Ein Beispiel für gelungene Integration
Grund zur Freude: Während in den anderen Schulen die Halbjahreszeugnisse verteilt werden, feiern die Absolventinnen und Absolventen des Wintersemesters am Weiterbildungskolleg in Rheine ihre Abschlüsse – und das ist immer ein besonderer Moment. Besonders sind nämlich die Schülerinnen und Schüler, die gerade ins berufliche Leben starten.

Einer von ihnen ist Mohammed Sadek, der vor fünf Jahren mit seiner Frau und Kindern aus Aleppo in Syrien geflüchtet ist. „Es ist schon nicht einfach mit 30 und zwei kleinen Kindern wieder alles von vorne zu machen. Ich hatte schon einen Abschluss, mit dem konnte ich hier in Deutschland aber leider nichts anfangen“, erzählt der Syrer. „Außerdem reichten meine Deutschkenntnisse gerade noch, um zu sagen, wie ich heiße und wo ich wohne“, fügt er hinzu.
Sich auszuruhen und nichts zu tun, war für ihn aber keine Option.
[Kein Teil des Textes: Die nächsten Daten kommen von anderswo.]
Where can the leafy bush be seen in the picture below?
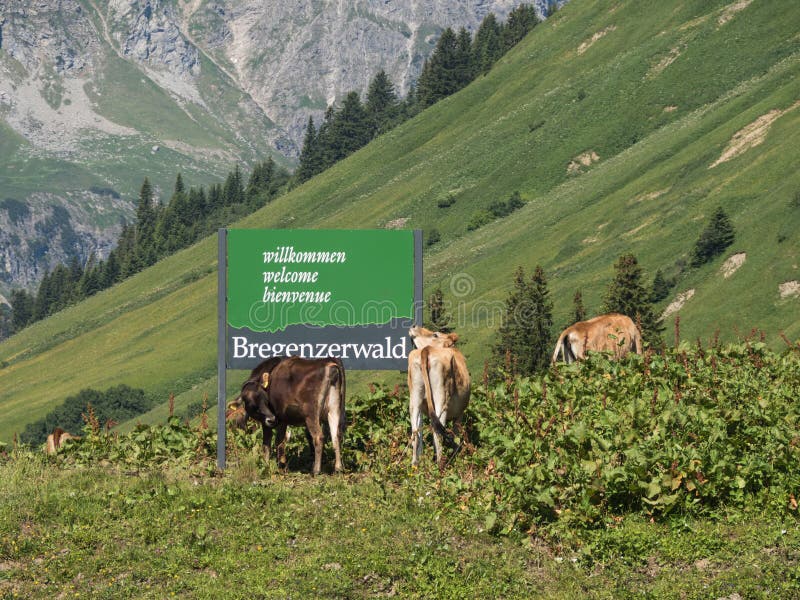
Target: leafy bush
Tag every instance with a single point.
(496, 210)
(690, 432)
(118, 403)
(685, 431)
(479, 219)
(446, 202)
(717, 235)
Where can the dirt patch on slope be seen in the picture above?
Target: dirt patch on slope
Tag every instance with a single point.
(588, 43)
(580, 162)
(751, 135)
(732, 264)
(666, 61)
(678, 303)
(650, 195)
(397, 223)
(789, 289)
(730, 11)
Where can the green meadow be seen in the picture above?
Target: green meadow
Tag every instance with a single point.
(610, 119)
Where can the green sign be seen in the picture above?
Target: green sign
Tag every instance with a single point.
(278, 278)
(350, 294)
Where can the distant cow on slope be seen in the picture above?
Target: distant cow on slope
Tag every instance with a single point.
(438, 377)
(56, 439)
(284, 391)
(614, 333)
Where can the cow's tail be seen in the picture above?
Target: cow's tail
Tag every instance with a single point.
(436, 424)
(341, 382)
(637, 340)
(560, 346)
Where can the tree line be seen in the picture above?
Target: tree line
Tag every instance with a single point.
(158, 231)
(457, 59)
(524, 341)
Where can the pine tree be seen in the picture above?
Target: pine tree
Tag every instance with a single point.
(350, 130)
(91, 282)
(325, 142)
(717, 235)
(310, 155)
(110, 272)
(578, 311)
(259, 186)
(233, 190)
(381, 104)
(22, 309)
(465, 71)
(439, 318)
(487, 45)
(660, 288)
(520, 21)
(443, 71)
(626, 295)
(145, 250)
(179, 188)
(525, 334)
(541, 335)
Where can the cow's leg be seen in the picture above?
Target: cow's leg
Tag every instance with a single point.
(315, 429)
(280, 445)
(440, 405)
(335, 419)
(266, 441)
(416, 388)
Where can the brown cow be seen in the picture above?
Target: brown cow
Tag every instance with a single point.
(56, 439)
(235, 414)
(614, 333)
(438, 376)
(284, 391)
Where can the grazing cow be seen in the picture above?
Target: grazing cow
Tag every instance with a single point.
(56, 439)
(612, 333)
(438, 376)
(236, 415)
(284, 391)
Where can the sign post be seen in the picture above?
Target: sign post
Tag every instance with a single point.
(349, 294)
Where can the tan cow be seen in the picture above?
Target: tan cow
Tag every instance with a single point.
(438, 377)
(614, 333)
(56, 439)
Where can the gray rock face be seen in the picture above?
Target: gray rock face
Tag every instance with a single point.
(240, 76)
(296, 58)
(43, 232)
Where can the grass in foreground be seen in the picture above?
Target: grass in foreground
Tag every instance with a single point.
(107, 533)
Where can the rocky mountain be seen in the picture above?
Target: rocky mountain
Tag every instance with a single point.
(96, 94)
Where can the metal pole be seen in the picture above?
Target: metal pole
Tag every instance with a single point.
(222, 358)
(419, 302)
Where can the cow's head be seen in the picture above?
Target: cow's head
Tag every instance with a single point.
(235, 414)
(255, 399)
(425, 337)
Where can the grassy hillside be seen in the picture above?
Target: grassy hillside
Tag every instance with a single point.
(648, 94)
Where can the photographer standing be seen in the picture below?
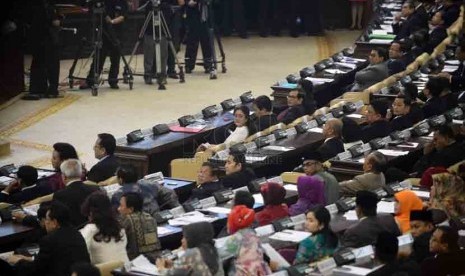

So meldete er sich eher zufällig an der Abendrealschule Rheine (ARS) an. Den Zufall verdankte er der Tatsache, dass es keine Plätze bei einem Sprachkurs gab.
Die Pandemie und der Online-Unterricht haben seinen Schulbesuch alles andere als einfach gemacht. Aber dreieinhalb Jahre hat Mohammed Sadek schließlich gebraucht, um die Sprache von Anfang an zu lernen und den Mittleren Abschluss zu machen.
Bei der Abschlussfeier bedankte er sich besonders bei seiner 26-jährigen Frau Iman Ahmad: „Ohne sie wäre mein Erfolg hier nicht möglich gewesen. Sie hat mich jeden Tag unterstützt und die Lasten des Haushalts auf sich genommen, zumal noch während meiner Schullaufbahn unser drittes Kind zur Welt kam. Dafür bin ich ihr unendlich dankbar“, betonte der 30-Jährige Sadek.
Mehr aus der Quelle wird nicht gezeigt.